이제 어떻게 FC layer를 Conv layer로 대체할 지 알았으니 AlexNet을 예시로 Convolutionalization과정을 설명하겠다.

마찬가지로 아래 그림을 통해 설명하겠다.

Input image[224x224x3]가 conv&pool을 여러번 거쳐 [7x7x512]의 activation map이 구해지고 이것이 첫번째 FC layer의 input이 된다. FC1, FC2, 마지막 FC3를 거쳐 1000개의 elements를 갖는 vector가 된다.

이 세개의 FC layer를 Conv layer로 변환할 때 마찬가지로 input volume과 filter size가 같아야하고 output의 channel과 filter의 개수가 같아야함을 생각하면 위 그림처럼 바꿀 수 있다. 그리고 마지막 FC layer를 바꿀 때는 분류하고자하는 class의 개수가 filter의 개수가 되게 바꾸면 된다. (이 부분이 잘 이해가 안되면 convolution layer에 대한 설명을 찾아보는 걸 추천합니다.)

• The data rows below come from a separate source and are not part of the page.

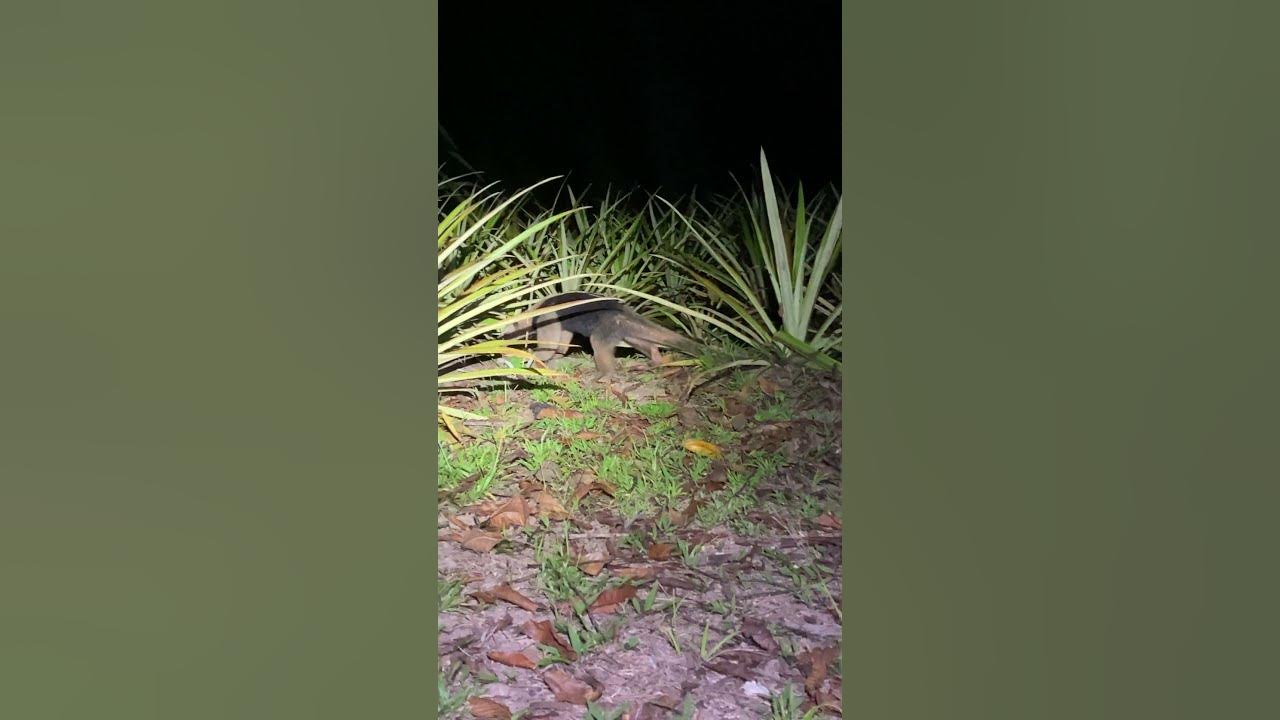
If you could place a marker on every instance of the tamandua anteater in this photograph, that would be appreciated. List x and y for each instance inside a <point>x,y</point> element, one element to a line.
<point>606,322</point>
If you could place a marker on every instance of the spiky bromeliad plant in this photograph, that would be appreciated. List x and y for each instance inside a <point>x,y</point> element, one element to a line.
<point>474,285</point>
<point>798,269</point>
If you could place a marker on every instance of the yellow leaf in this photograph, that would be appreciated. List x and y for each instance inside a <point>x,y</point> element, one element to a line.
<point>702,447</point>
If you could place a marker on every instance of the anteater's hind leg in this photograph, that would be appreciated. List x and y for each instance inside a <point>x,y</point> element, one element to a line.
<point>649,349</point>
<point>603,349</point>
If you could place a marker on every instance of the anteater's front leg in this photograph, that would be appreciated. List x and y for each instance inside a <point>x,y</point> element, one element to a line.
<point>603,350</point>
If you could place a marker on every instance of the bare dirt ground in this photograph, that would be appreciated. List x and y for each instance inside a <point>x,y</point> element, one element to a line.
<point>720,601</point>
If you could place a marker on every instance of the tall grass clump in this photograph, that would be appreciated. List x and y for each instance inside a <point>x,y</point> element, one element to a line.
<point>478,278</point>
<point>767,268</point>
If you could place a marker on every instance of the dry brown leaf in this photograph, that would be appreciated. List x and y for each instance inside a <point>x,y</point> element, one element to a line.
<point>549,506</point>
<point>542,632</point>
<point>566,688</point>
<point>485,709</point>
<point>661,550</point>
<point>512,514</point>
<point>479,541</point>
<point>702,447</point>
<point>817,661</point>
<point>513,596</point>
<point>609,600</point>
<point>583,490</point>
<point>759,633</point>
<point>513,659</point>
<point>635,572</point>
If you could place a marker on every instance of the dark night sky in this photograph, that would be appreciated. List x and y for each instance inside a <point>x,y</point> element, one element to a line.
<point>643,94</point>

이렇게 Convolutionalization을 통해 기존 분류 모델을 semantic segmentation 모델로 변형시켜
출력된 feature map은 input image의 위치 정보를 포함하고 있지만 pixel별 예측을 하기에는 coarse(거친, 알맹이가 큰)하다는 문제가 있다.

While our reinterpretation of classification nets as fully convolutional yields output maps
for inputs of any size, the output dimensions are typically reduced by subsampling.

따라서 coarse feature map을 input image 크기에 맞는 dense map으로 변환해주기 위해 논문에서는 Deconvolution (Upsampling) 방식을 사용하였다.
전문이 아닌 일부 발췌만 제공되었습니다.